Sentado en su trono forrado de pieles, revestido del manto que le entregara el papa en persona el día de su coronación, con los atributos de su majestad depositados sobre un escabel a su lado y el gesto severo de quien escucha con atención, el monarca atendía las peticiones de sus súbditos, aunando el placer con la obligación.
—Se presenta ante vos Román de Vargas, antiguo señor de Manzanera, para suplicaros que expidáis la correspondiente carta de propiedad que me permita vender mis tierras a la Orden del Temple, que espera vuestra conformidad para cerrar la operación.
El suplicante era un hombre extremadamente delgado, envejecido, con el rostro surcado de arrugas, círculos violáceos alrededor de los ojos hundidos y poco pelo, completamente blanco. Un anciano prematuro que, según él mismo apuntó, no había cumplido todavía los cuarenta y cinco años. Iba ataviado con corrección aunque sin lujo. Se mantenía en pie, con la cabeza gacha, en la actitud de quien ha soportado un sinfín de humillaciones hasta verse doblegado en lo más hondo de su ser.
—¿Traes testigos que te acrediten como el verdadero propietario? —preguntó el rey.
—Los traigo, mi señor. Ellos os confirmarán que la heredad de la que os hablo la recibí de manos de vuestro padre, don Alfonso, que Dios tenga en su gloria, como pago por mis servicios en varias campañas contra los moros.
—¿Y por qué razón quieres vender lo que ganaste en buena lid, luchando por la Cristiandad?
—Es una larga historia —replicó el de Vargas, emocionado—. Tan larga como desgraciada.
—Oigámosla, me interesa. Quienes han esperado hasta ahora pueden seguir aguardando.
—Pues ahí va, ya que os dignáis escucharme, el relato de esta calamidad. No había pasado un año desde que mi familia y yo nos instaláramos en nuestra nueva casa, situada en la rica vega que baña el Ebro en su desembocadura, cuando fuimos capturados por los sarracenos en el transcurso de una expedición de castigo que llevaron a cabo desde Valencia. Vinieron en gran multitud, mataron a muchos cristianos, se cobraron rico botín y a mi esposa y a mí se nos llevaron por la fuerza, junto a los cuatro hijos que tenemos.

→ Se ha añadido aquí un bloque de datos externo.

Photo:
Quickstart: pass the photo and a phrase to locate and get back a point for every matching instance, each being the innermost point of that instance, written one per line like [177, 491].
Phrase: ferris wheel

Todos los congregados escuchaban la narración emocionados, pues muchos de ellos conocían experiencias similares. En las tierras fronterizas no eran extrañas las incursiones de uno u otro bando, igualmente mortíferas. Los prisioneros terminaban generalmente vendidos como esclavos, o bien condenados a galeras, lo que resultaba igualmente espantoso. Correr la suerte del cautivo era uno de los peores flagelos que pudiera padecer un ser humano.
—Una década interminable ha transcurrido desde entonces —siguió contando el suplicante— sin que haya podido hacer nada por liberar a los míos de tanta miseria como hemos sufrido: cadenas, prisión, hambre, sed, y otros muchos tormentos que por pudor omito. Días y noches de vejaciones sin cuento, hasta que el señor García Ponce, compañero de infortunio durante algún tiempo, tuvo a bien prestarme quinientos metkals de oro, que vienen a ser unos mil sueldos, fiándose de mi palabra. Con ellos podré pagar el rescate de mis deudos, aunque tenga que volver a emplearme como mercenario para garantizarles el sustento. No tengo parientes ni amigos a los que acudir a fin de restituir el dinero que me fio ese buen hombre, a quien he de regresar hasta el último óbolo. Por eso me desprendo de mis fincas, operación que requiere de vuestra majestad la expedición del título de propiedad que me demanda el comprador. Haré cualquier cosa con tal de ver a mi esposa y a mis hijos, que ya son hombres, libres del yugo que soportan.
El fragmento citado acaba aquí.